I’m happy to introduce you to a new way to do user authentication in the web. Over the years, we techies have been culprit of introducing patterns and technologies that are sound when a system is analysed in isolation, but which don’t work so well when they are adopted at scale. One classical example is the public key infrastructure where we end up trusting blindly all kind of entities around the globe. Really, our browsers trust any cert from organizations like this one (I’m not saying they are not trustworthy, just that I have no idea of who they are):

A random CA which Firefox trusts by default which I have no clue about.

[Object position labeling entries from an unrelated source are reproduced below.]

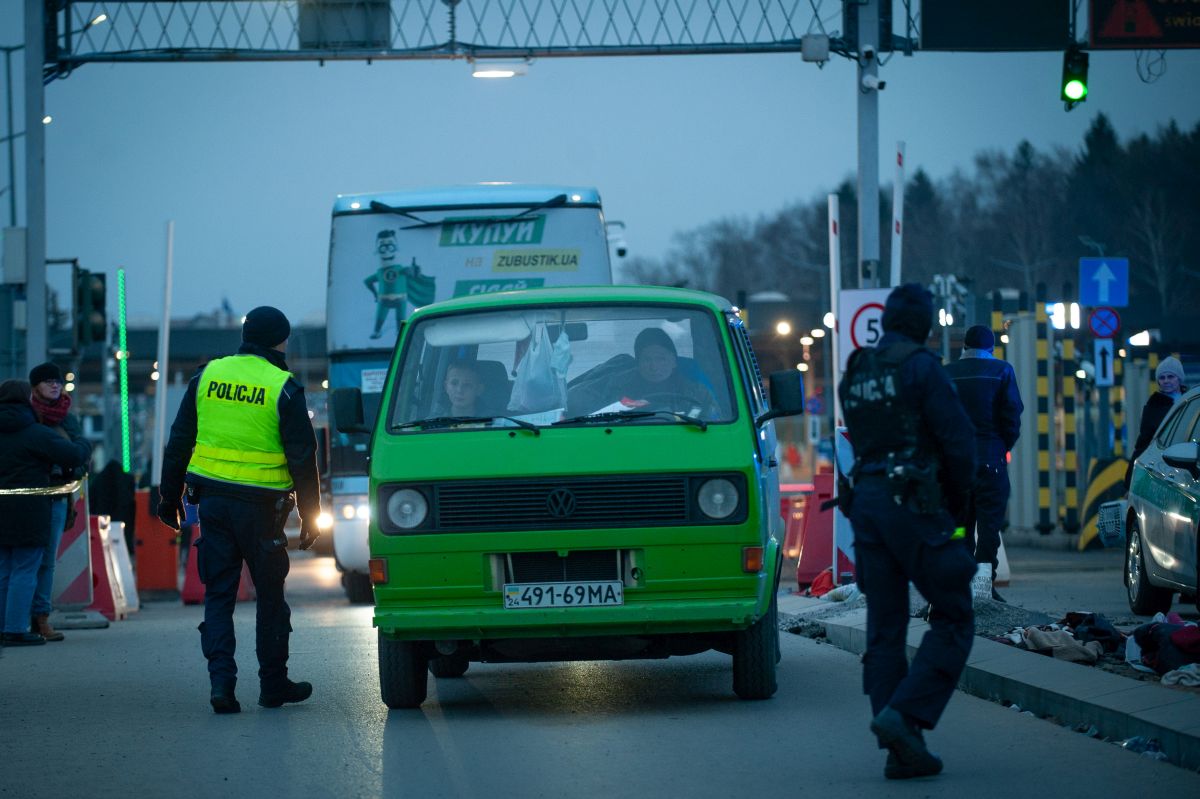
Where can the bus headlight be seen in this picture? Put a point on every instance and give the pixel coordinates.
(407, 509)
(718, 498)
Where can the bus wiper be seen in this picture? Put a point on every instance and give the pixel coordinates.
(628, 415)
(376, 205)
(448, 421)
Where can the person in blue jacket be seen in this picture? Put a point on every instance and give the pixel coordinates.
(913, 467)
(987, 386)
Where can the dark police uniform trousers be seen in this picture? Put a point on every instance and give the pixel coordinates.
(234, 529)
(894, 545)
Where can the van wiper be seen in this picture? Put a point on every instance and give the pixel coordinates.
(448, 421)
(629, 415)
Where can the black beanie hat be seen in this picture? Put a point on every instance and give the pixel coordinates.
(265, 326)
(47, 371)
(979, 337)
(653, 336)
(910, 312)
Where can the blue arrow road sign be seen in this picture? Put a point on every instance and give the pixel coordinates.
(1104, 281)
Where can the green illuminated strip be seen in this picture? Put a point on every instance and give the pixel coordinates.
(124, 360)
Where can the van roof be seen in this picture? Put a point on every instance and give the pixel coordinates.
(576, 294)
(467, 196)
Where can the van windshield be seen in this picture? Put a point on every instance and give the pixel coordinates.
(567, 365)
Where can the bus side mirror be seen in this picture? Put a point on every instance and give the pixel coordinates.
(786, 395)
(348, 410)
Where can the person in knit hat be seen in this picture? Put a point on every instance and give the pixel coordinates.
(244, 446)
(1169, 377)
(52, 406)
(987, 386)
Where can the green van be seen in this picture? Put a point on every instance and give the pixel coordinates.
(574, 474)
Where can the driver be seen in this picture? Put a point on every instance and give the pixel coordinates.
(657, 380)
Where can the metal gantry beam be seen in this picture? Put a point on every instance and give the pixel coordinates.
(222, 30)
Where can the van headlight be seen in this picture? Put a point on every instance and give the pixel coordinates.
(407, 509)
(718, 498)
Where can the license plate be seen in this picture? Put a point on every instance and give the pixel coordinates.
(543, 595)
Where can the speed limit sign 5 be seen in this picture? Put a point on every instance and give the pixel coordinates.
(859, 320)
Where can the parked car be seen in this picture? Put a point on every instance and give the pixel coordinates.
(1164, 512)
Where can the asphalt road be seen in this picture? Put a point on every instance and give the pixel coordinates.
(124, 713)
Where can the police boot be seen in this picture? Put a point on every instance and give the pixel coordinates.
(287, 692)
(907, 755)
(223, 701)
(41, 625)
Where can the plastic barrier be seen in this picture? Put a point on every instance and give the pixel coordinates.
(193, 589)
(156, 554)
(109, 598)
(124, 565)
(816, 536)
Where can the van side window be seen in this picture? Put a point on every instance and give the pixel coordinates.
(749, 366)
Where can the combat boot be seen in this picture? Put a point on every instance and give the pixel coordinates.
(287, 692)
(42, 626)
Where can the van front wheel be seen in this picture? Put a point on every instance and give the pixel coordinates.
(403, 682)
(755, 652)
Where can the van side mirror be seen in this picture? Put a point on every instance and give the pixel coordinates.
(348, 410)
(786, 395)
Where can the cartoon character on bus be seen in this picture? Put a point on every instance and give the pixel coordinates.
(394, 286)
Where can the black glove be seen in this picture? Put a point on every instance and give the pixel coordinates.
(171, 512)
(309, 533)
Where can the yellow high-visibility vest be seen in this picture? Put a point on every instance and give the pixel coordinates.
(238, 424)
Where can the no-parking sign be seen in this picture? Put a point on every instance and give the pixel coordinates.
(859, 320)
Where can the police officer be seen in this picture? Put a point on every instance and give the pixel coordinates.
(244, 443)
(915, 457)
(987, 386)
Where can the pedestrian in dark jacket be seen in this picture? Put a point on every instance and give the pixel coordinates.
(987, 386)
(52, 406)
(1169, 377)
(913, 466)
(28, 451)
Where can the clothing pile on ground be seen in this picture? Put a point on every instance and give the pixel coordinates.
(1165, 646)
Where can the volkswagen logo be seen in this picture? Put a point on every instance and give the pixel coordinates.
(561, 503)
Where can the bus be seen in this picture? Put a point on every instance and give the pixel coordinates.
(394, 252)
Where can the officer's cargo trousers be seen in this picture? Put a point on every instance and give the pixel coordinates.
(894, 546)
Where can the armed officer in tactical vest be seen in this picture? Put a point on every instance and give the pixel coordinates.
(244, 444)
(915, 461)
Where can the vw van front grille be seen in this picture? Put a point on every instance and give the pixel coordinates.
(562, 504)
(580, 565)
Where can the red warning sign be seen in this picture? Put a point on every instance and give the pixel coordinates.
(1145, 24)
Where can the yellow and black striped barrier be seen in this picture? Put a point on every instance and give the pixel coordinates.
(1042, 329)
(1105, 482)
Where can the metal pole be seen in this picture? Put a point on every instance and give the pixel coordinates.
(834, 343)
(35, 184)
(10, 137)
(868, 145)
(898, 217)
(160, 398)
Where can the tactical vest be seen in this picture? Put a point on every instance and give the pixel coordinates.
(238, 424)
(880, 420)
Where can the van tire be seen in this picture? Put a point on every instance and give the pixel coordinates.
(1144, 598)
(755, 653)
(403, 682)
(358, 588)
(449, 666)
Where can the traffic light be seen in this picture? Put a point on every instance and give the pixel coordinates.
(1074, 76)
(90, 319)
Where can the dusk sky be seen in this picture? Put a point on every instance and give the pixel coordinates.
(246, 158)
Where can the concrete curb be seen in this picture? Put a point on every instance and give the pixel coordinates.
(1073, 694)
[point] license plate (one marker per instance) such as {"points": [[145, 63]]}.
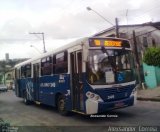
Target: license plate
{"points": [[119, 104]]}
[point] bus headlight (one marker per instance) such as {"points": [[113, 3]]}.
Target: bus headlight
{"points": [[93, 96]]}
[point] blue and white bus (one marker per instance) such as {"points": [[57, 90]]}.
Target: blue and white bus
{"points": [[88, 76]]}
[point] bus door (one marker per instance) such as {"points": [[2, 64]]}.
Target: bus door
{"points": [[17, 82], [36, 81], [76, 80]]}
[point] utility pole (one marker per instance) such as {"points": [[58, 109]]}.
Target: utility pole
{"points": [[117, 28], [116, 21], [44, 48], [137, 58]]}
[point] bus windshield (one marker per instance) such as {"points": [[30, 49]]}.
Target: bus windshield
{"points": [[113, 67]]}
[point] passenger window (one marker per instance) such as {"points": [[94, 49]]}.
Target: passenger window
{"points": [[26, 71], [46, 66], [61, 65]]}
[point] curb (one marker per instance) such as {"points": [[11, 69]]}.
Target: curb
{"points": [[148, 99]]}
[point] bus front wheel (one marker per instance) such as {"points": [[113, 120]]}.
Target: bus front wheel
{"points": [[61, 105]]}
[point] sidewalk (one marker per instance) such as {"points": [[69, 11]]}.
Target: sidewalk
{"points": [[149, 94]]}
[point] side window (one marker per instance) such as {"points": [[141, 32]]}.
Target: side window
{"points": [[23, 73], [61, 65], [26, 71], [46, 66]]}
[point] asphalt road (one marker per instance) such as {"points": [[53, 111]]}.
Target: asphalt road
{"points": [[14, 111]]}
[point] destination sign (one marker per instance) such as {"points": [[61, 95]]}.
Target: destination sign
{"points": [[107, 42]]}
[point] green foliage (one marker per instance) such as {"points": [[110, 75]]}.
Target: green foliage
{"points": [[152, 56]]}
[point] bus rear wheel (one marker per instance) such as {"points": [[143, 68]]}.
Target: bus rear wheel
{"points": [[61, 105]]}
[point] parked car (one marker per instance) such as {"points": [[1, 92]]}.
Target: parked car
{"points": [[3, 88]]}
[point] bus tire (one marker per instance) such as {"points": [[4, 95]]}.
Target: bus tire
{"points": [[25, 100], [61, 105]]}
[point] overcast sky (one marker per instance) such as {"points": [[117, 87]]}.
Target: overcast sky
{"points": [[63, 21]]}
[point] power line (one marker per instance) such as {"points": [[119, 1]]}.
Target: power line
{"points": [[144, 33]]}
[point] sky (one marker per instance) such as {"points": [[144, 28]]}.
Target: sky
{"points": [[63, 21]]}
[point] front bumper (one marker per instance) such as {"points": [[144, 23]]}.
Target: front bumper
{"points": [[93, 107]]}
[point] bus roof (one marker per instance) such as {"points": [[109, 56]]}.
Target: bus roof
{"points": [[74, 43], [67, 46]]}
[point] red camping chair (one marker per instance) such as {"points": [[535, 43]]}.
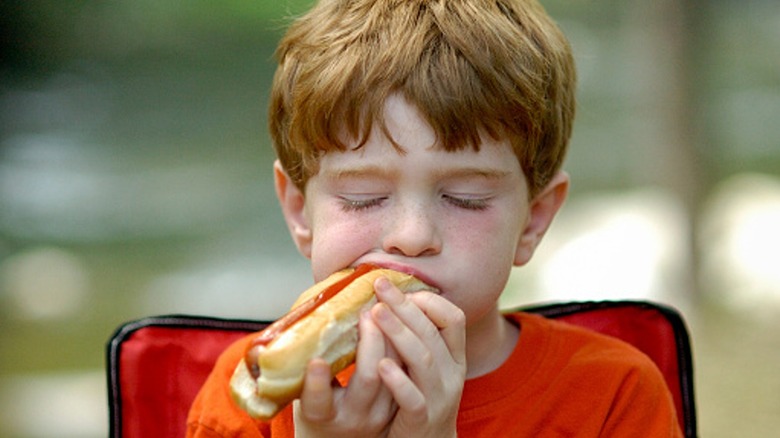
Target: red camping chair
{"points": [[156, 365]]}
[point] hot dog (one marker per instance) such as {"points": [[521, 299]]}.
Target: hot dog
{"points": [[322, 323]]}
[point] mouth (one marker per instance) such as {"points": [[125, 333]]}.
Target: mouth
{"points": [[406, 269]]}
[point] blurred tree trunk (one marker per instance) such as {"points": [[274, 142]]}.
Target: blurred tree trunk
{"points": [[668, 62]]}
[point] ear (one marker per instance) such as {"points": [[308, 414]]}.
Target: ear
{"points": [[292, 201], [541, 211]]}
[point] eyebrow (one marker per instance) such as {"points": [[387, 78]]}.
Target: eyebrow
{"points": [[442, 173]]}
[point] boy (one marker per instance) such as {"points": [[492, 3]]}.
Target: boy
{"points": [[427, 136]]}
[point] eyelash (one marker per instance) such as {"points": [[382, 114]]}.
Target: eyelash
{"points": [[350, 205], [473, 204]]}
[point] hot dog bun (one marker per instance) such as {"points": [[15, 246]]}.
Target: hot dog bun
{"points": [[328, 332]]}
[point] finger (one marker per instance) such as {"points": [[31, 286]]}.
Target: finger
{"points": [[317, 394], [366, 383], [448, 317], [411, 349], [404, 391], [405, 322]]}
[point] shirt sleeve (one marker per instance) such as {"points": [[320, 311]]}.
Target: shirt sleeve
{"points": [[213, 413], [643, 405]]}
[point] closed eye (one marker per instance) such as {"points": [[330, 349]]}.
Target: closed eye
{"points": [[467, 202], [349, 203]]}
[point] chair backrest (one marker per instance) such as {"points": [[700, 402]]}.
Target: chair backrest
{"points": [[156, 365]]}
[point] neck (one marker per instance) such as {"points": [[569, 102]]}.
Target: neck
{"points": [[489, 342]]}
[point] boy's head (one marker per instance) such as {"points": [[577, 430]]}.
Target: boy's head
{"points": [[499, 68]]}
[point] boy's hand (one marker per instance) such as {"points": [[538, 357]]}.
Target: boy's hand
{"points": [[363, 409], [409, 375], [428, 332]]}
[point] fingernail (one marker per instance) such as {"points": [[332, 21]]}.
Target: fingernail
{"points": [[384, 290]]}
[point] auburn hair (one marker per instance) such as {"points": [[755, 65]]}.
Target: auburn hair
{"points": [[501, 68]]}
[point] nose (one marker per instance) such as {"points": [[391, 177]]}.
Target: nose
{"points": [[412, 231]]}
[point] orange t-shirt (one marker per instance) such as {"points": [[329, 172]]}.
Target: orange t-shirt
{"points": [[560, 380]]}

A similar situation has happened with usernames and passwords. We’ve been years looking at our systems and securing them by assuming a user can provide us with some secret piece of information that only she knows. That has been an input of our system, we have taken it for granted and moved on making the rest of the system secure. We have spent great effort to store that secret so we can validate it the next time that user come to us again. Then we can go and ask: “Tell me that thing only you and me know so I can verify that you are who you are saying?”. If there is a breach in our system and someone else gets to know that piece of secret information, he can fool our system impersonating our beloved user. What it is worse, if our user has used that same secret in other systems, those are compromised as well. Last but not least, our user needs to make sure the device is not compromised, the connection is secure, no one is looking over his shoulder, etc. It is overwhelming.